Slap me dizzy, the strategy worked. I had a fortnight of horrors where the barnet felt like a chip shop wipe down rag and my scalp itched ferociously. I’d deliberately had it cut shorter than usual just before I started the experiment. Whatever happened, it would look ok. Well, acceptable. As long as you didn’t get too close.
After the initial fortnight my thin, flyaway locks began to feel thicker, healthier. The itching stopped. My bonce had never looked shinier. The approach might not be for everyone, but I was impressed. I’ve never felt the need to use any sort of detergent on my head since.
It’s just as well my hair looks after itself, because I can’t remember the last time I let it get as long as it is right now. As it’s able to stick up with no recourse to product, there is a distinct mad professor vibe to my daily look. I don’t mind it. In fact I might leave it a bit longer than I usually allow on the blessed day that I get to go back into a barbers.
I’m not indulging in the shaven-headed beardy look that a lot of my immediate circle of male friends and acquaintances are adopting. It’s not a look that would suit me. I’ve had beards in the past. Patchy, multi-coloured, scratchy chin fuzz. Beards did me no favours and TLC made it an early mission in our relationship to get me clean-shaven.
The habit, once achieved, has stuck. The razor and I do business twice a week, Wednesdays and Saturdays, a careful sudsy scrape under the shower. No mirrors, all done by feel. I have a good memory for faces. It’s a ritual that works well here in The Situation, a way of keeping track of time. A tactile, visual cue that hump day or the weekend has arrived.

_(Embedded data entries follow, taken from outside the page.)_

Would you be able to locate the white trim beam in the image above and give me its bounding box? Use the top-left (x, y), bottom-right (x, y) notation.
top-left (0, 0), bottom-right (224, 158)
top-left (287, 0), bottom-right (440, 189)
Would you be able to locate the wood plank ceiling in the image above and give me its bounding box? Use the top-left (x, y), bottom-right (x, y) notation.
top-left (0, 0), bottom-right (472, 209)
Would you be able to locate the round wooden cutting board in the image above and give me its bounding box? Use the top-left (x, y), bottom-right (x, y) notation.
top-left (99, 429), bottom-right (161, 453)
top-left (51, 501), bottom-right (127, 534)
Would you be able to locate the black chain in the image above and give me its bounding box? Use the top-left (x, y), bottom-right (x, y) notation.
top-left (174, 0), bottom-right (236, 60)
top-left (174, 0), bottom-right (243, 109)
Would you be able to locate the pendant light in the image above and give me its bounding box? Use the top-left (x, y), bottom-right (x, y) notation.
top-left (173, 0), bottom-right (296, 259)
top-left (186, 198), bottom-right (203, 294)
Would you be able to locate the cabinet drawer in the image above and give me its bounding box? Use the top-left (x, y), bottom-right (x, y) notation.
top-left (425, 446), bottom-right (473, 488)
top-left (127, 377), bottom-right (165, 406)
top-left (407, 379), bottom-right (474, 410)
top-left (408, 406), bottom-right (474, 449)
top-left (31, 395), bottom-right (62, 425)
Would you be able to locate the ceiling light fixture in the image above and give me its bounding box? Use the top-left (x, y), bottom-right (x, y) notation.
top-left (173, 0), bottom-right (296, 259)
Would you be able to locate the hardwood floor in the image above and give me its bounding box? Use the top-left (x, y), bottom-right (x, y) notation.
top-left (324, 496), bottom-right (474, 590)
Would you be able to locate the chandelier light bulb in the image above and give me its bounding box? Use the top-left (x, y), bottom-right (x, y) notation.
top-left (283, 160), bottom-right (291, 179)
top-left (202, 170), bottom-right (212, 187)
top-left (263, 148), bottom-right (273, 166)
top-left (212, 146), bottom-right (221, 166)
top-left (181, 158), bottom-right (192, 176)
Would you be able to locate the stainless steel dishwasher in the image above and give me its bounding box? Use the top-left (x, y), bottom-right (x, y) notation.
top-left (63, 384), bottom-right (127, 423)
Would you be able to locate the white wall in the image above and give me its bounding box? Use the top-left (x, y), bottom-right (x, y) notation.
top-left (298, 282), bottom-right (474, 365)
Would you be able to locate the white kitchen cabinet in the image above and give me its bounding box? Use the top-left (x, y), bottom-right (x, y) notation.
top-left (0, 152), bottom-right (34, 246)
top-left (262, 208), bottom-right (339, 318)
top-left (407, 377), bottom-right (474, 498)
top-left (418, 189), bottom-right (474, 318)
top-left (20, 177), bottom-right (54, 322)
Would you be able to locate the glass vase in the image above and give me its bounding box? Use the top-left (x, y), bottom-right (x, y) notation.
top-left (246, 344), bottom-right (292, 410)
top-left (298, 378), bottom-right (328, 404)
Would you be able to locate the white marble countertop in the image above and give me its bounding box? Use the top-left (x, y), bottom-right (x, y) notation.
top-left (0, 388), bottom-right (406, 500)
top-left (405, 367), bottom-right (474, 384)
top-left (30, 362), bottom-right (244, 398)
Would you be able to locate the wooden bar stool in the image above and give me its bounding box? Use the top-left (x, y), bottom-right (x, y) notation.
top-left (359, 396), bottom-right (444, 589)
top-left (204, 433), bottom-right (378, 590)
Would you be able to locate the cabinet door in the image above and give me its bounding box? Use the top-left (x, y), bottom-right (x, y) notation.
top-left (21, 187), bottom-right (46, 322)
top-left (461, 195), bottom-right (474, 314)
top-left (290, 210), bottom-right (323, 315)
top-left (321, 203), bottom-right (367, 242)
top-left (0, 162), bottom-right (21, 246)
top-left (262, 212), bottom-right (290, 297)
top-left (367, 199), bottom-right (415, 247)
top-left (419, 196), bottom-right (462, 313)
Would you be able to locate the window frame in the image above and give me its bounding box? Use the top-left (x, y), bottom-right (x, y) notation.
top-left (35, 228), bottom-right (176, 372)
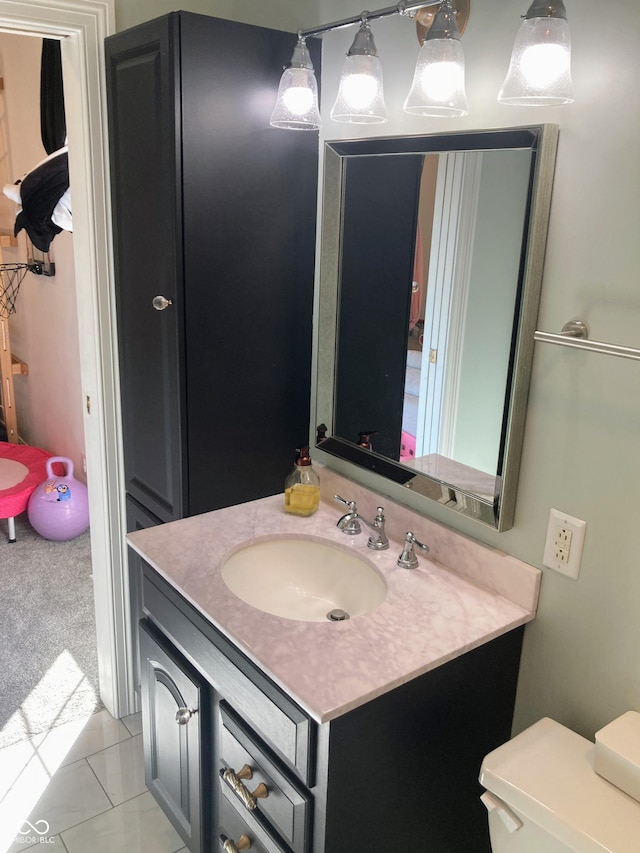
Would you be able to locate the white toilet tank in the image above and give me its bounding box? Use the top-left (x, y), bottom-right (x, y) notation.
top-left (480, 718), bottom-right (640, 853)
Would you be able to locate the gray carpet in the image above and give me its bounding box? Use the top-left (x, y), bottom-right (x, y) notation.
top-left (0, 513), bottom-right (103, 748)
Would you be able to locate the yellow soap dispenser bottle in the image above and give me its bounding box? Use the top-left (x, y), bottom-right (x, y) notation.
top-left (284, 447), bottom-right (320, 515)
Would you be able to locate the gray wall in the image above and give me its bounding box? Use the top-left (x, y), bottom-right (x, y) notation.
top-left (323, 0), bottom-right (640, 736)
top-left (116, 0), bottom-right (640, 736)
top-left (453, 151), bottom-right (531, 474)
top-left (115, 0), bottom-right (320, 31)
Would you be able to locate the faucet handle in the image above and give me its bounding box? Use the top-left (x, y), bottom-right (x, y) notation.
top-left (333, 495), bottom-right (357, 512)
top-left (398, 530), bottom-right (429, 569)
top-left (333, 495), bottom-right (362, 536)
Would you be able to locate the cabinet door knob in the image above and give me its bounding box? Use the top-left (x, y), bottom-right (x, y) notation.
top-left (151, 296), bottom-right (173, 311)
top-left (220, 764), bottom-right (269, 811)
top-left (176, 708), bottom-right (198, 726)
top-left (220, 835), bottom-right (251, 853)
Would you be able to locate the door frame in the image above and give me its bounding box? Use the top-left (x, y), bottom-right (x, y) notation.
top-left (0, 0), bottom-right (135, 717)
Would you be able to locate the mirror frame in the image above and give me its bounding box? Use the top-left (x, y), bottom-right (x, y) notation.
top-left (310, 124), bottom-right (558, 531)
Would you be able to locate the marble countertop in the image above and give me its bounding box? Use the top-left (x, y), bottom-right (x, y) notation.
top-left (127, 476), bottom-right (540, 723)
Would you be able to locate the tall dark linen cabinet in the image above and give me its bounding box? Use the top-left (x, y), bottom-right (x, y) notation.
top-left (106, 12), bottom-right (319, 529)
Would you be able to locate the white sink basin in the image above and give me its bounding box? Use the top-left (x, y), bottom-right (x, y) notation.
top-left (222, 538), bottom-right (387, 622)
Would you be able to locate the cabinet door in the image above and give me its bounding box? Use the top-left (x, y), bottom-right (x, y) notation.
top-left (127, 495), bottom-right (161, 697)
top-left (105, 15), bottom-right (186, 521)
top-left (139, 621), bottom-right (207, 853)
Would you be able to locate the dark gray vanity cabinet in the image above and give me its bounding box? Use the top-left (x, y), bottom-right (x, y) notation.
top-left (140, 561), bottom-right (522, 853)
top-left (105, 12), bottom-right (319, 522)
top-left (139, 622), bottom-right (209, 850)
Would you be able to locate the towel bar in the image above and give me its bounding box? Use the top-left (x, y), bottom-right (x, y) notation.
top-left (533, 320), bottom-right (640, 361)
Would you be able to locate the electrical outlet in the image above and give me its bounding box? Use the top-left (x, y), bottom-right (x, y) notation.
top-left (542, 509), bottom-right (587, 580)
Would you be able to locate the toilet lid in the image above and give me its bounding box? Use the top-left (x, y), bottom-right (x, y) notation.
top-left (480, 718), bottom-right (640, 853)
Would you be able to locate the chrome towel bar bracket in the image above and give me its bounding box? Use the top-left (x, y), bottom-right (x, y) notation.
top-left (533, 320), bottom-right (640, 361)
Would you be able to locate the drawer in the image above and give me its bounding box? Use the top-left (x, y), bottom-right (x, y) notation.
top-left (218, 797), bottom-right (286, 853)
top-left (142, 563), bottom-right (315, 785)
top-left (217, 702), bottom-right (311, 853)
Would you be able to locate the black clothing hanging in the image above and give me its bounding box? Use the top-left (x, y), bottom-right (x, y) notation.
top-left (40, 39), bottom-right (67, 154)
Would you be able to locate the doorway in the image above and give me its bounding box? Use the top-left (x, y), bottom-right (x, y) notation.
top-left (0, 0), bottom-right (130, 717)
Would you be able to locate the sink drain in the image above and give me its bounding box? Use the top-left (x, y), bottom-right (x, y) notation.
top-left (327, 607), bottom-right (349, 622)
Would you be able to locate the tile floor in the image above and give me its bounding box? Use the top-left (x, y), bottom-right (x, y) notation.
top-left (0, 711), bottom-right (186, 853)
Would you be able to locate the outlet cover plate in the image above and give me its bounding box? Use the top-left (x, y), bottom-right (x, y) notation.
top-left (542, 509), bottom-right (587, 580)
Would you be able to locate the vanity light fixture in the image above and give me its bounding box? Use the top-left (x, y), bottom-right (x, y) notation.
top-left (498, 0), bottom-right (574, 106)
top-left (404, 0), bottom-right (469, 117)
top-left (269, 32), bottom-right (322, 130)
top-left (270, 0), bottom-right (574, 130)
top-left (331, 12), bottom-right (389, 124)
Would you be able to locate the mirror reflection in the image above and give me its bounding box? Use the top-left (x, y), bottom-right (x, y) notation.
top-left (317, 129), bottom-right (555, 529)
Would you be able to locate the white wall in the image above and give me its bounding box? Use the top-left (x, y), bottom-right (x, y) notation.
top-left (322, 0), bottom-right (640, 736)
top-left (0, 33), bottom-right (85, 479)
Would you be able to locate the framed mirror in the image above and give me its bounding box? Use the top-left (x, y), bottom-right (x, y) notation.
top-left (312, 125), bottom-right (558, 530)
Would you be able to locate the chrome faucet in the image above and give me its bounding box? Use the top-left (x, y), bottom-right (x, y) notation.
top-left (398, 530), bottom-right (429, 569)
top-left (334, 495), bottom-right (389, 551)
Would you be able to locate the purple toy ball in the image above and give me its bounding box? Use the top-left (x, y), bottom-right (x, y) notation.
top-left (27, 456), bottom-right (89, 542)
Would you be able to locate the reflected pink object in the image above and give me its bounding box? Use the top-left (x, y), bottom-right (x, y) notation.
top-left (27, 456), bottom-right (89, 542)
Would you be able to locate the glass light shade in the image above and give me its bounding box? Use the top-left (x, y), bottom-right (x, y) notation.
top-left (404, 38), bottom-right (469, 117)
top-left (269, 39), bottom-right (322, 130)
top-left (331, 54), bottom-right (389, 124)
top-left (498, 17), bottom-right (574, 106)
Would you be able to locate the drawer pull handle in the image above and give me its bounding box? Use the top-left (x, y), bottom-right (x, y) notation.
top-left (220, 835), bottom-right (251, 853)
top-left (176, 708), bottom-right (198, 726)
top-left (220, 764), bottom-right (269, 811)
top-left (151, 296), bottom-right (173, 311)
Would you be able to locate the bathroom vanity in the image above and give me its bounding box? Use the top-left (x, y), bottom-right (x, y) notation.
top-left (129, 471), bottom-right (540, 853)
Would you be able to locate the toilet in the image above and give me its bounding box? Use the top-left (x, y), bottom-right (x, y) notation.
top-left (480, 711), bottom-right (640, 853)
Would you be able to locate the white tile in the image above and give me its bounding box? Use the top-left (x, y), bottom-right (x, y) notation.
top-left (122, 711), bottom-right (142, 735)
top-left (10, 827), bottom-right (67, 853)
top-left (87, 735), bottom-right (147, 806)
top-left (62, 792), bottom-right (184, 853)
top-left (3, 761), bottom-right (111, 851)
top-left (38, 711), bottom-right (131, 772)
top-left (0, 735), bottom-right (43, 800)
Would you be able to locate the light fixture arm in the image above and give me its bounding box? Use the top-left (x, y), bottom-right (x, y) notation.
top-left (290, 33), bottom-right (313, 71)
top-left (298, 0), bottom-right (436, 38)
top-left (425, 0), bottom-right (460, 40)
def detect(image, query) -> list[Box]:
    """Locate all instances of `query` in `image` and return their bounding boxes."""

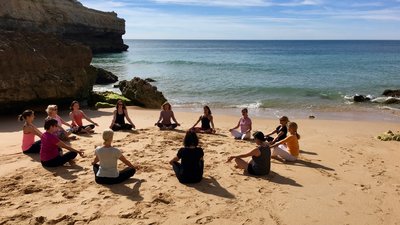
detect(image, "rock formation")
[0,0,128,53]
[87,66,118,84]
[0,31,96,112]
[119,77,167,108]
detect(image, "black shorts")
[247,164,257,175]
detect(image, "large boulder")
[0,0,128,53]
[119,77,167,108]
[87,66,118,84]
[0,30,96,112]
[88,91,133,106]
[382,89,400,97]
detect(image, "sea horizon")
[92,39,400,120]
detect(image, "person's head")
[279,116,289,126]
[44,119,58,133]
[103,129,114,144]
[46,105,58,116]
[242,108,249,117]
[253,131,265,145]
[18,109,35,122]
[183,130,199,147]
[70,101,79,111]
[115,99,126,109]
[161,102,172,111]
[203,105,212,115]
[287,122,300,139]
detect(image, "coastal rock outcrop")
[0,30,96,112]
[119,77,167,108]
[87,66,118,84]
[382,89,400,97]
[0,0,128,53]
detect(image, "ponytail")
[18,109,33,121]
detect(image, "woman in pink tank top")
[46,105,76,141]
[69,101,99,134]
[18,109,42,154]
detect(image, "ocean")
[92,40,400,120]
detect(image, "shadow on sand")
[102,178,145,201]
[240,171,303,187]
[43,163,83,180]
[186,176,235,199]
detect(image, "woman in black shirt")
[170,131,204,183]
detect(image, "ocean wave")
[130,60,265,68]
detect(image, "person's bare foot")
[68,159,76,166]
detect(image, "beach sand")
[0,108,400,225]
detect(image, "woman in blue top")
[110,99,135,131]
[169,131,204,183]
[227,131,271,175]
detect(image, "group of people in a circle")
[19,100,300,184]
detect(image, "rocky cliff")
[0,0,128,53]
[0,31,96,112]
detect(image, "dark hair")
[253,131,265,141]
[18,109,33,121]
[183,131,199,147]
[115,99,126,110]
[44,119,58,130]
[203,105,212,115]
[69,101,79,111]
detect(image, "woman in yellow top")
[270,122,300,161]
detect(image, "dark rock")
[88,91,133,106]
[87,66,118,84]
[353,95,371,102]
[119,77,167,108]
[382,89,400,97]
[0,0,128,53]
[0,30,96,112]
[144,78,156,83]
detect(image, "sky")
[79,0,400,40]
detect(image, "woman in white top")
[92,129,136,184]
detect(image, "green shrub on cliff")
[376,130,400,141]
[88,91,133,108]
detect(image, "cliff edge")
[0,0,128,53]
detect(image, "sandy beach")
[0,108,400,225]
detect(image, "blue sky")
[80,0,400,40]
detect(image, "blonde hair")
[279,116,289,122]
[103,129,114,143]
[287,122,300,139]
[161,102,172,110]
[46,105,57,114]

In lifestyle news, last week had me in old jeans and a paint-spattered t-shirt, doing some decorating. The front room has been a disgrace for a while and we could put it off no longer. We’re on trend, apparently, with our choice of feature wall colour—a British Racing Green that hides a lot of the shonky plastering we did a few years back in a fit of lurid overconfidence. My respect for the plasterer’s art knows no bounds after that little adventure in clumpy amateurism, I can tell you. We went with Crown’s Steam Engine, ordered in direct from the manufacturer. The notion of going to B&Q really doesn’t appeal.
We’ve also been grown-up with the art on the walls. Instead of drilling holes in the plaster or gods help us resorting to Command hooks, we spent a wee scrap of cash on picture rail hooks and wire and did the job properly. We have limited edition prints that we’ve scooped up over the years (including a lovely red kite from local artist and zine-maker Sam Knight) and put in nice frames from the Caversham Picture Framer, so it makes sense to treat the art with a little respect. Gotta say, it looks good, and was surprisingly straightforward. Not convinced that everything’s dead straight, but right angles in this house are a rarity anyway.
End result—the room in which we spend most of our time makes us smile every time we walk into it, and I had a quiet and contemplative week getting the job done. All very Zen and mindful. All very good for the head.
Of course, there’s still the back end of the garden to deal with, but that’s another story. Maybe I should just nuke the site from orbit. It’s the only way to be sure.